# Tank Set-up for Cons...



## monisaab (Jan 12, 2011)

Last night we (me & kids) went to the LFS and bought 6 Convict juveniles (around 1").

How do I go about setting up the tank?

It is a 30" X 15" x 12" tank.


----------



## Chubbs the Jellybean (Jun 16, 2009)

I'd set it up with a lot of hiding places for them, clay pots (broken, no bottom, unbroken, on sides, etc), some rocks, fake plants, etc. are all great decor. This will allow them to escape each other if there is any chasing and also adds "line of sight breaks".

Good luck! :thumb:


----------



## monisaab (Jan 12, 2011)

Thanks Chubbs...

I have the pots and rocks...

will have to look for plants though...


----------



## Boston_Guapote (Jun 2, 2003)

Here's a little video I like to follow.

http://www.youtube.com/watch?v=G8NGAv7q ... r_embedded


----------



## monisaab (Jan 12, 2011)

WoW... as simple as 1,2,3,4...


----------



## bernie comeau (Feb 19, 2007)

Chubbs the Jellybean said:


> I'd set it up with a lot of hiding places for them, clay pots (broken, no bottom, unbroken, on sides, etc), some rocks, fake plants, etc. are all great decor. This will allow them to escape each other if there is any chasing and also adds "line of sight breaks".


I agree!

I use rock and driftwood instead of clay pot, though clay pot is very usefull and practical as well. Once you obtain a pair and they grow larger, you may want to remove some decor to provide more swimming space.

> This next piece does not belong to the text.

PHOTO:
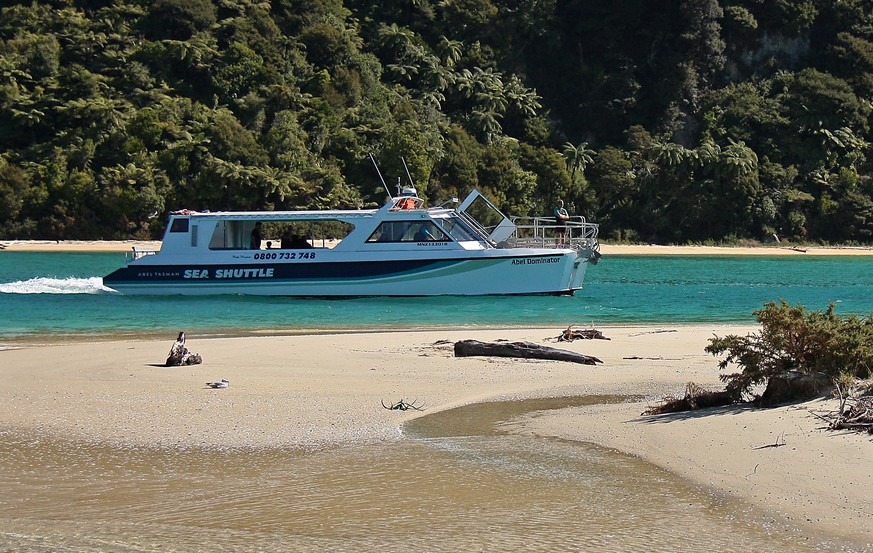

30" x 15" x 12"-----you want to use space effeciently. Space is space and is at a premium in a CA tank! Provide a lot of shelter at the bottom of the tank. Large round rocks are very wastefull of valuable space. 2nd and 3rd layer caves are seldom utilized by CA cichlids so don't build them just to look pretty because it takes up valuable swimming space! I have found that a rock leaned up aginst a corner ( and secured with something heavy in front) is almost always the preffered cave and spawning site of many cichlids-----it uses up corners which are not useable swimming space and is more easily defended since it is protected with a wall on 2 sides.
Salvini with eggs:
http://i192.photobucket.com/albums/z116/Bern-C/6o25.jpg
http://i192.photobucket.com/albums/z116/Bern-C/6o19.jpg
With wrigglers:
http://i192.photobucket.com/albums/z116/Bern-C/6y9.jpg
Con pair using the corner as their cave....always the preffered area ('pink' male and striped female inside their area, shown at end of video):
http://s192.photobucket.com/albums/z116/Bern-C/?action=view&current=MVI_2001.mp4
Jewels laying eggs:
http://s192.photobucket.com/albums/z116/Bern-C/?action=view&current=fish3270.mp4


----------



## monisaab (Jan 12, 2011)

thanks Bernie...

Lovely videos and I love the idea of using the corners...


----------



## cage623 (Feb 2, 2008)

Boston_Guapote said:


> Here's a little video I like to follow.
> 
> http://www.youtube.com/watch?v=G8NGAv7q ... r_embedded


He actually has a few of these similar videos on this main channel. They are great videos.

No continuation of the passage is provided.